A drive device 100x according to the fifth embodiment includes gate threshold voltage estimation units 10(1) to 10(n) arranged corresponding to semiconductor element units TR(1) to TR(n), respectively, and drive signal generation. and a portion 21x.

Any of the configurations described in the first to third embodiments and their modifications can be applied to each of the gate threshold voltage estimating units 10(1) to 10(n). As described above, each of the gate threshold voltage estimating units 10(1) to 10(n) detects the off state and the reverse conduction state of the semiconductor element units TR(1) to TR(n), the semiconductor element Gate threshold voltage estimated value Vth# is calculated for each of units TR(1)-TR(n).
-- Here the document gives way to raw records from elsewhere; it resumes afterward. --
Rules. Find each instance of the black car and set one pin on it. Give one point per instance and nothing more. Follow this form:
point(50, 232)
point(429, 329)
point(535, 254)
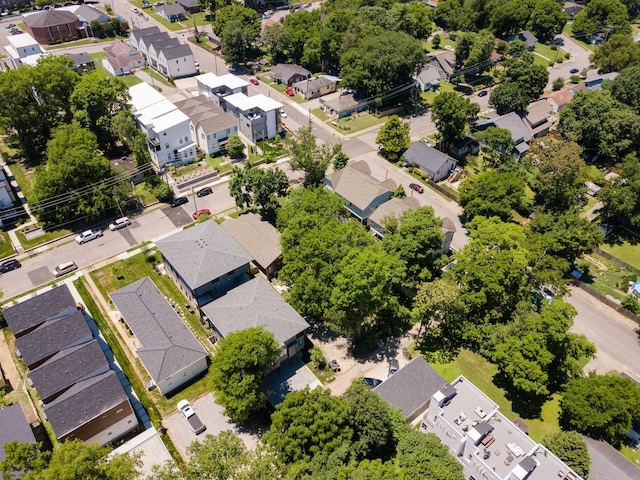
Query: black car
point(9, 265)
point(176, 202)
point(204, 191)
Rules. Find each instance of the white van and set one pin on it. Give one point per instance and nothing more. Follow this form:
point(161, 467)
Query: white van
point(64, 268)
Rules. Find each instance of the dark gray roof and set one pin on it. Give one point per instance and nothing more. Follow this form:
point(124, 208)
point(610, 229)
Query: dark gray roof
point(49, 18)
point(203, 253)
point(177, 51)
point(255, 304)
point(68, 367)
point(427, 158)
point(411, 388)
point(168, 346)
point(53, 336)
point(84, 401)
point(37, 310)
point(14, 426)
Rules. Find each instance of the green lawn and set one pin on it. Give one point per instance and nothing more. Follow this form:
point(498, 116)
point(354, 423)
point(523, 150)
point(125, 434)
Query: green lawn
point(480, 372)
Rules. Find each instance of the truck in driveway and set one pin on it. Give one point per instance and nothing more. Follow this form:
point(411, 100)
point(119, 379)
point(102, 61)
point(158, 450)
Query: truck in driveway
point(191, 417)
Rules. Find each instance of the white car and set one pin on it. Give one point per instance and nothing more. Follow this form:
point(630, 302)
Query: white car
point(119, 223)
point(88, 235)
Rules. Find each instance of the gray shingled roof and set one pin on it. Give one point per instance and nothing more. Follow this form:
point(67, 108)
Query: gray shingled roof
point(358, 187)
point(393, 208)
point(177, 51)
point(14, 426)
point(168, 346)
point(84, 401)
point(427, 158)
point(68, 367)
point(253, 304)
point(49, 18)
point(37, 310)
point(256, 236)
point(203, 253)
point(410, 389)
point(52, 337)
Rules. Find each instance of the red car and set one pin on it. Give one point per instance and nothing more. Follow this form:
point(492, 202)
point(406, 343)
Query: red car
point(416, 187)
point(202, 211)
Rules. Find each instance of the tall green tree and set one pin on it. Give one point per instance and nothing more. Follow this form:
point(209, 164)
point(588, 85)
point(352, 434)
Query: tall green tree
point(95, 100)
point(453, 115)
point(600, 405)
point(238, 370)
point(571, 448)
point(393, 136)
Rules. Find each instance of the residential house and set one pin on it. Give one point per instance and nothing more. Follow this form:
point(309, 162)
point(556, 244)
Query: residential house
point(23, 49)
point(429, 79)
point(258, 115)
point(410, 389)
point(257, 304)
point(288, 74)
point(571, 9)
point(121, 58)
point(14, 427)
point(95, 410)
point(191, 6)
point(83, 398)
point(173, 12)
point(204, 261)
point(520, 134)
point(66, 368)
point(169, 351)
point(393, 208)
point(81, 61)
point(217, 88)
point(166, 127)
point(259, 238)
point(51, 25)
point(432, 162)
point(361, 192)
point(484, 441)
point(560, 98)
point(536, 118)
point(343, 106)
point(594, 80)
point(51, 337)
point(315, 87)
point(137, 34)
point(211, 126)
point(443, 62)
point(177, 61)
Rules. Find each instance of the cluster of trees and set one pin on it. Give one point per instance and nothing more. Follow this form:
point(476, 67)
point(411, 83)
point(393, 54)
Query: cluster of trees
point(544, 18)
point(374, 44)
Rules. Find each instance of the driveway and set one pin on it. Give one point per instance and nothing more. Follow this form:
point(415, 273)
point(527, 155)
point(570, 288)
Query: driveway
point(214, 419)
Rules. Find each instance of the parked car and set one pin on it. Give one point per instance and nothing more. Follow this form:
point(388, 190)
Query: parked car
point(204, 192)
point(394, 366)
point(119, 223)
point(191, 417)
point(416, 187)
point(202, 211)
point(177, 201)
point(372, 382)
point(88, 235)
point(64, 268)
point(9, 265)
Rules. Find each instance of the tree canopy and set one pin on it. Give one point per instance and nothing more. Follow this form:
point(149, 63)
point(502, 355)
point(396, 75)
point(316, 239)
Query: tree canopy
point(238, 367)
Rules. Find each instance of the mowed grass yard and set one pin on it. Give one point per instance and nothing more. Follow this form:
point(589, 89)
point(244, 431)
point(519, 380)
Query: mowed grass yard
point(481, 372)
The drive signal generation section 21x receives the gate threshold voltage estimation values Vth#(1) to Vth#(n) from the gate threshold voltage estimation sections 10(1) to 10(n). Furthermore, the drive signal generator 21x individually generates the on-gate voltages Vgon(1) to Vgon(n) and the off-gate voltages Vgoff(1) to Vgoff(n) of the semiconductor element units TR(1) to TR(n). set. For example, the drive signal generator 21x has n configurations of the drive signal generator 21 shown in FIG. 14 in parallel corresponding to each of the semiconductor element units TR(1) to TR(n).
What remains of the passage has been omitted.